NYATAKAN sikap soal tragedi Kanjuruhan, Presiden Arema FC sebut dirinya berdiri untuk pemain dan suporter. Gilang Widya selaku Presiden Arema FC berharap agar tragedi Kanjuruhan menjadi bahan introspeksi bagi para pemangku kepentingan di sepakbola Indonesia.
Tragedi Kanjuruhan menjadi momentum terkelam dalam sepakbola Indonesia. Bagi Arema FC, tak hanya kehilangan 135 nyawa yang sebagian besar adalah Aremania, melainkan juga dijatuhi sanksi dengan harus tampil 250 km dari Malang pada pentas Liga 1 2022-2023.

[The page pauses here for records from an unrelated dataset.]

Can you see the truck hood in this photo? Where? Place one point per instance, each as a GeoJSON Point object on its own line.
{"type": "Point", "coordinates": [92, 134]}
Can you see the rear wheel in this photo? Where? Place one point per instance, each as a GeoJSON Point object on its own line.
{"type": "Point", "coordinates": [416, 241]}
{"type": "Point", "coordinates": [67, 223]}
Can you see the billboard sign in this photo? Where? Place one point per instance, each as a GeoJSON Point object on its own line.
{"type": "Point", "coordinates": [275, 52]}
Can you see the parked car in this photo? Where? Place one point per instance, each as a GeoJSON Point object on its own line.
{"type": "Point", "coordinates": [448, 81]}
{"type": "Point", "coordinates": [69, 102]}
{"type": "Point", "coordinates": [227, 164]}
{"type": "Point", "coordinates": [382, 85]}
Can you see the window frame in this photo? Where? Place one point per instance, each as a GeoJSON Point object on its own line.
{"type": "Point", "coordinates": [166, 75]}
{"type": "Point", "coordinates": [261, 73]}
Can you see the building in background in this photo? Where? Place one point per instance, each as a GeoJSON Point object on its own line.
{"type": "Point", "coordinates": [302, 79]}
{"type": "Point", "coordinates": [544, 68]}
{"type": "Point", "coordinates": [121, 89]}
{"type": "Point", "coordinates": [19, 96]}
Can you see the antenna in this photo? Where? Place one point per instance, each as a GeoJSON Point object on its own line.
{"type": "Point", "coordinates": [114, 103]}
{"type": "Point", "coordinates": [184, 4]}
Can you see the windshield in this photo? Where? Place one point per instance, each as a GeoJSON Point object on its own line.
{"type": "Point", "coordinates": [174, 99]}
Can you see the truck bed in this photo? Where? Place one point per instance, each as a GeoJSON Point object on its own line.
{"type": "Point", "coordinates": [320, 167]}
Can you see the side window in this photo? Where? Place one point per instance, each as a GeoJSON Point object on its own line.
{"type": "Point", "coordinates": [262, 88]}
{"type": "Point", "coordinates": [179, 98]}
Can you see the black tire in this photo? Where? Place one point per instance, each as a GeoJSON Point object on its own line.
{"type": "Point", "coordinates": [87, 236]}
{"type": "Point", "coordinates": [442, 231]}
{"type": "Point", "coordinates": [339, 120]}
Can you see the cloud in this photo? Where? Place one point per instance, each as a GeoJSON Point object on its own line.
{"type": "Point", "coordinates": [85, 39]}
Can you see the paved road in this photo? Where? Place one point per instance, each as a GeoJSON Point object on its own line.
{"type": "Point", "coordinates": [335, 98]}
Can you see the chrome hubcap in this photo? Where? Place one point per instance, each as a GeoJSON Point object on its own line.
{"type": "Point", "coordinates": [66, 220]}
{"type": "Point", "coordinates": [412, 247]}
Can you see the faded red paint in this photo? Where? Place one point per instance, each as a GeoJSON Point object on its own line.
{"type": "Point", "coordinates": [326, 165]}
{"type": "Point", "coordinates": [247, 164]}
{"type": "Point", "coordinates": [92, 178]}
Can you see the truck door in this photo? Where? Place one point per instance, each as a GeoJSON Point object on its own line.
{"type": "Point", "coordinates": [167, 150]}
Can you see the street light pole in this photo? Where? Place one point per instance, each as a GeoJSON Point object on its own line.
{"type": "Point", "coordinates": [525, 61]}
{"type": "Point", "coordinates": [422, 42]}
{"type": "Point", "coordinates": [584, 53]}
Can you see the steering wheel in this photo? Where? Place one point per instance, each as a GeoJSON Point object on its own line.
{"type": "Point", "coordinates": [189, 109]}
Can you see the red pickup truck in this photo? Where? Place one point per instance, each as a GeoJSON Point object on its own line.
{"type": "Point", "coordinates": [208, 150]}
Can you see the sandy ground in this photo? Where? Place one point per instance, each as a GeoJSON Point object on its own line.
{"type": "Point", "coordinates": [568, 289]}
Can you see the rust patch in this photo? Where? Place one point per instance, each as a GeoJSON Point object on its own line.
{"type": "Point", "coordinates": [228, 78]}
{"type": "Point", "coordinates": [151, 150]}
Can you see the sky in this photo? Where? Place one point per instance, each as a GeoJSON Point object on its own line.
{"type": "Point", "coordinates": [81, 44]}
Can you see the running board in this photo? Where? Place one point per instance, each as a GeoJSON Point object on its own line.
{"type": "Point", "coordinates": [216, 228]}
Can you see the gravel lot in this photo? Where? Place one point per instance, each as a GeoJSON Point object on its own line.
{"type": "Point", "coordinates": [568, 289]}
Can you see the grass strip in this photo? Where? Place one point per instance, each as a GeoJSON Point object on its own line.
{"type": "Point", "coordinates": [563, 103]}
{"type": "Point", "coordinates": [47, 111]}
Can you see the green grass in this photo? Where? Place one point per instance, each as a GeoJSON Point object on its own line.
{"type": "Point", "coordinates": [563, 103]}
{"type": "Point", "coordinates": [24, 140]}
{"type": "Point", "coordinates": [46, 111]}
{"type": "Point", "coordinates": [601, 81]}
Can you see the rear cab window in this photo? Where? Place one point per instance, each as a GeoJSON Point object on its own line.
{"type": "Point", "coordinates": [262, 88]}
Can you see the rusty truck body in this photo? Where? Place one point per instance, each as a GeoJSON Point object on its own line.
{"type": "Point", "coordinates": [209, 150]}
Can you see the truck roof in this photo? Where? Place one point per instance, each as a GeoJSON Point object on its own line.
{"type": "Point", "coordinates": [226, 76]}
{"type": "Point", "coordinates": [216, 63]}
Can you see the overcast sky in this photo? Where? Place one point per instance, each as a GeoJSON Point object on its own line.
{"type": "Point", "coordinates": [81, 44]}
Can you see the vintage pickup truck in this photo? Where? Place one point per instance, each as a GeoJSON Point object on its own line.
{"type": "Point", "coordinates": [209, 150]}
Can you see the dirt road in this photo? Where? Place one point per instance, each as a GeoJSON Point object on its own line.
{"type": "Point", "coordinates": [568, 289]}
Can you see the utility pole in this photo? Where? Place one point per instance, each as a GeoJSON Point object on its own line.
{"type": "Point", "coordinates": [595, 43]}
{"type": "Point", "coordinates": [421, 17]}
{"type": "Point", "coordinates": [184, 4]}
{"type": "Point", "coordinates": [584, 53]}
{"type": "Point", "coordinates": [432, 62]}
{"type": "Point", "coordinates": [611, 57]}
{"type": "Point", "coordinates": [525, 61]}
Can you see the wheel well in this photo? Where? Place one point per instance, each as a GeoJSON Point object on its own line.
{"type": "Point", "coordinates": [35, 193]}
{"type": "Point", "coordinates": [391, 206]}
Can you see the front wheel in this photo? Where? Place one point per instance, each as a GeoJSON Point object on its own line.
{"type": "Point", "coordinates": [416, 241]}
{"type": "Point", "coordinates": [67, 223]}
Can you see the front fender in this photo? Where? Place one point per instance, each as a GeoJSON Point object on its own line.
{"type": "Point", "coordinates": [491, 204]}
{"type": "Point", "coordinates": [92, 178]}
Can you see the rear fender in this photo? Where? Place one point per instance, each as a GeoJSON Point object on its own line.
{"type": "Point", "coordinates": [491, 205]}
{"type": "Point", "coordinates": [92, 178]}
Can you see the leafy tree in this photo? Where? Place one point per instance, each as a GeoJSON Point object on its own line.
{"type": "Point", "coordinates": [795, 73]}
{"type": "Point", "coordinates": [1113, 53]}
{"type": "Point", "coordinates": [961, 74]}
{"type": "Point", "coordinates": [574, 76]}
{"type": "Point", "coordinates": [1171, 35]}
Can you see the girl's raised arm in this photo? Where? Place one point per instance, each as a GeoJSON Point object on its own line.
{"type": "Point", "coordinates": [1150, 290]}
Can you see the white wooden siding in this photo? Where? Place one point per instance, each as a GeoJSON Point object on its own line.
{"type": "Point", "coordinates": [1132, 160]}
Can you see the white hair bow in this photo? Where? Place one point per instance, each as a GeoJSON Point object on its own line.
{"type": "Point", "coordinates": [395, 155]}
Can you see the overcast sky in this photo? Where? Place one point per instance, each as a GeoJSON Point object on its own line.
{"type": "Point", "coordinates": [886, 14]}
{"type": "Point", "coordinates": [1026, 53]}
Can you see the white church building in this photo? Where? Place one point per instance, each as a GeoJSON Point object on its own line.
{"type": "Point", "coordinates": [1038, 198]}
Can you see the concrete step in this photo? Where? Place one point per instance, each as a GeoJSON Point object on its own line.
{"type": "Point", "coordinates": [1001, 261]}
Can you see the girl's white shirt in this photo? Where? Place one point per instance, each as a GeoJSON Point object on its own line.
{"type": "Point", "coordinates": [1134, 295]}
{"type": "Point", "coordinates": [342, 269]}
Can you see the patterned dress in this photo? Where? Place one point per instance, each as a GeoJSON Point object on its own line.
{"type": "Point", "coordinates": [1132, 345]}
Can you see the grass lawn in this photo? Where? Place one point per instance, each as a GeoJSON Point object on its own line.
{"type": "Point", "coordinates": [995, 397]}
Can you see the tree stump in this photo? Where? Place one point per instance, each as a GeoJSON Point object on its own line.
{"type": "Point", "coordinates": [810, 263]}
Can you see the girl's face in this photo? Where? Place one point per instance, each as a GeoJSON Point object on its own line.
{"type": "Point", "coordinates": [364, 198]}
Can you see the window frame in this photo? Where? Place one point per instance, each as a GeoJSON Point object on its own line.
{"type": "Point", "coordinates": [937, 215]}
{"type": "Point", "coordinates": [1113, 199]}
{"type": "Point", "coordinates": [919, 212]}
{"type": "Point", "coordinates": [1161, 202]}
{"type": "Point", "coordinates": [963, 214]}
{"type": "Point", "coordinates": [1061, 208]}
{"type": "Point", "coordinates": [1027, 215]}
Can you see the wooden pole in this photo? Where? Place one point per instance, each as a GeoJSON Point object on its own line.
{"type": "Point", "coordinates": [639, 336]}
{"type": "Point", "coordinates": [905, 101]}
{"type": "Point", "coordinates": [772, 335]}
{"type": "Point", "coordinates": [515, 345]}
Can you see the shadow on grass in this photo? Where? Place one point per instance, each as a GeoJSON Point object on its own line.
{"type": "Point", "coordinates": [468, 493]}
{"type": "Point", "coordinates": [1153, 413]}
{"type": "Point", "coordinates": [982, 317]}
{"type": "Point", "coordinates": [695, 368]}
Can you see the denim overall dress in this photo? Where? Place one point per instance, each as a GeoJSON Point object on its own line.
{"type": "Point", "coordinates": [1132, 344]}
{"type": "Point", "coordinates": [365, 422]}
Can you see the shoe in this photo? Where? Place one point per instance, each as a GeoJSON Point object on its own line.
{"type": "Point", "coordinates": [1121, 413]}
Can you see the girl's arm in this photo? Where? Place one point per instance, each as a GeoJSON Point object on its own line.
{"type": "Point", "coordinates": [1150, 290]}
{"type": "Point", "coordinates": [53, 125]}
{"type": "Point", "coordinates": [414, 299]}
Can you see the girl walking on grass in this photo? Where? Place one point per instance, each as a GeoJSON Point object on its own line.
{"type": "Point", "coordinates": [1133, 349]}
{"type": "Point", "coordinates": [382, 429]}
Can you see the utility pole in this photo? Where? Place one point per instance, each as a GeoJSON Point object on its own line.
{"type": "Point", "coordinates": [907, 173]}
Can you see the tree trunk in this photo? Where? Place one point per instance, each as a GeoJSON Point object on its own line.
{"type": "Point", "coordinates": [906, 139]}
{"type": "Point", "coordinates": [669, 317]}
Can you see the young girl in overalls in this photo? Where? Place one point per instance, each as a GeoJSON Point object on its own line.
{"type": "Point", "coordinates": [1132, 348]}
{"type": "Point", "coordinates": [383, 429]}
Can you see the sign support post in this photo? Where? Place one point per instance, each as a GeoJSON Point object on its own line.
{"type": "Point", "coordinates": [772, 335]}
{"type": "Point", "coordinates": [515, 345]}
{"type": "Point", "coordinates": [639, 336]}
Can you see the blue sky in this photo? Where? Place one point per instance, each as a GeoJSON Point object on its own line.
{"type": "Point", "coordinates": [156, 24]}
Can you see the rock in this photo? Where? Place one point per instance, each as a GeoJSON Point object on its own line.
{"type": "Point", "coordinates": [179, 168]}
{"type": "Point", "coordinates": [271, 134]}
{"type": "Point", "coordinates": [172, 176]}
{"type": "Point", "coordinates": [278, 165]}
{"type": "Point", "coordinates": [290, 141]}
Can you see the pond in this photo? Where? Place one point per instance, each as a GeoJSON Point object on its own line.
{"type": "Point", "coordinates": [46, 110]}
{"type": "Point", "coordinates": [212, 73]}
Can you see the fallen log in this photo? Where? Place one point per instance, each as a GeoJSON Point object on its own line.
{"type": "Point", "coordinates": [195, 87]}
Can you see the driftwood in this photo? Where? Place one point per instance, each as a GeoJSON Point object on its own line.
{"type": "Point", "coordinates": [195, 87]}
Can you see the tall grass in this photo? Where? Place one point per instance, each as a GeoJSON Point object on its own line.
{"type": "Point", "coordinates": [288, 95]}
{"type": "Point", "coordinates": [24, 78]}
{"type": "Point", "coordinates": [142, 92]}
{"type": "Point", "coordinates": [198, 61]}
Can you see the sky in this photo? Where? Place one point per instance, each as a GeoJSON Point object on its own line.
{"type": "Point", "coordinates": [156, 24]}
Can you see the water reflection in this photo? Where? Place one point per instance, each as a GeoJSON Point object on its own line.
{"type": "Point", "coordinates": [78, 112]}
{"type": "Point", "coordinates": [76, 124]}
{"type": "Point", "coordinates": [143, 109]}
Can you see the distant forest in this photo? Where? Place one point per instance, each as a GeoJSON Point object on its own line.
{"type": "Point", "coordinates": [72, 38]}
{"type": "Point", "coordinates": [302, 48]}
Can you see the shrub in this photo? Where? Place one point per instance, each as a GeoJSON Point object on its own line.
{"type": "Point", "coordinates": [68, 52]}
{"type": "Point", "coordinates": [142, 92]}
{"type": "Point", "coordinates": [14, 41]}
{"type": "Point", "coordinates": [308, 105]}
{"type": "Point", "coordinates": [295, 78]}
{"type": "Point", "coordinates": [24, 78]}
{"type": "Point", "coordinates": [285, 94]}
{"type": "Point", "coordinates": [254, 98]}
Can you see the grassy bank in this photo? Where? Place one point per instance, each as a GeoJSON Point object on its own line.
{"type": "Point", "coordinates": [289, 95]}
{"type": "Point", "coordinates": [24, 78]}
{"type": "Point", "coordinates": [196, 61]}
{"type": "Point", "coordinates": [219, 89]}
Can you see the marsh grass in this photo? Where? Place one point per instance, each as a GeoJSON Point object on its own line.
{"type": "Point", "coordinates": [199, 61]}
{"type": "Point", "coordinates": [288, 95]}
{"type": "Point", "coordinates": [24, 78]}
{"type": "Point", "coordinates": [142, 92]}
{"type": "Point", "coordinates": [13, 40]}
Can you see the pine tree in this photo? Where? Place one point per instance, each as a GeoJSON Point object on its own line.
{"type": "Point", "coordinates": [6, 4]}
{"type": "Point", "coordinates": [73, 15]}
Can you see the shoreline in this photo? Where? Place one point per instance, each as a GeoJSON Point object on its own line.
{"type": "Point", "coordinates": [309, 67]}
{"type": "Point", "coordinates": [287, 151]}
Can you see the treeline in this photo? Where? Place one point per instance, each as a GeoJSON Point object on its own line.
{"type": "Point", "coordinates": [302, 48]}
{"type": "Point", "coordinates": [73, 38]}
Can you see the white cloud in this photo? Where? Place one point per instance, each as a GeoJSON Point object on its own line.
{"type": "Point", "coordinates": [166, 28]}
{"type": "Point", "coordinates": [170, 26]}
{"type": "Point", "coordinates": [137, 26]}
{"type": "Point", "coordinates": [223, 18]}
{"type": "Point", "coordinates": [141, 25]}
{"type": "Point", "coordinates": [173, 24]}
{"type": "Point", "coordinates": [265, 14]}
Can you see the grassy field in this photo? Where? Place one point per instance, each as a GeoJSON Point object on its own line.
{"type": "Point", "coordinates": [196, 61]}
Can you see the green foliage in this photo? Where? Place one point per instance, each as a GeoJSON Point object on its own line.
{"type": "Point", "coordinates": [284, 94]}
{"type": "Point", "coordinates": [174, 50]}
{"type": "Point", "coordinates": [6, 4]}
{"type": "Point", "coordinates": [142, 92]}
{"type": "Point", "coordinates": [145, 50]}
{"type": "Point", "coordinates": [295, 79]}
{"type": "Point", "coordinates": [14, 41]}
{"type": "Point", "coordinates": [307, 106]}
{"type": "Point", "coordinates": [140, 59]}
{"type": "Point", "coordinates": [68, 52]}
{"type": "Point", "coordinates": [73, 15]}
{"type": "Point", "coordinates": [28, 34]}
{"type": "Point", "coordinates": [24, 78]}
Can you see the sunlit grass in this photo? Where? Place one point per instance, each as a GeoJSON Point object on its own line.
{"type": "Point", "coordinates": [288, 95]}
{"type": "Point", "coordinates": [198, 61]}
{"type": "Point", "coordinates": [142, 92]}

Selain itu Arema juga dijatuhi hukuman denda Rp250 juta Rupiah. Enggan memikirkan sanksi tersebut, manajemen Arema kini sedang berfokus pada penanganan korban dan menyelesaikan persoalan trauma psikis pemain dan ofisial.
Di sisi lain, pihak suporter menuntut Arema untuk bersuara menanggapi sikap PSSI dan PT Liga Indonesia Baru (PT LIB) yang dinilai setengah-setengah dalam mengusut tuntas tragedi Kanjuruhan. Publik menilai PSSI acuh tak acuh dalam menanggapi rekomendasi Tim Gabungan Independen Pencari Fakta (TGIPF) dan enggan bertanggung jawab dengan menggunakan tameng regulasi.
Menanggapi hal itu, Gilang kemudian angkat suara. Gilang ingin agar tragedi Kanjuruhan menjadi bahan introspeksi pemangku kepentingan sepakbola Indonesia.
“Kami menginginkan tragedi ini adalah yang terakhir di sepakbola Indonesia dan menjadi bahan intropeksi seluruh stakeholder sepakbola nasional, baik federasi, klub maupun suporter demi perbaikan pesepakbolaan Indonesia,” kata Gilang dilansir laman resmi klub, Minggu (23/10/2022).
Gilang juga menegaskan bahwa manajemen Arema selalu berada di pihak pemain dan suporter. Dirinya ingin agar tragedi Kanjuruhan diusut setuntas-tuntasnya.
“Kami berdiri untuk pemain dan suporter, sehingga kami berharap tragedi Kanjuruhan ini bisa diusut secara tuntas oleh semua pemangku kebijakan. Tidak ada sepakbola yang melebihi nyawa,” tutupnya.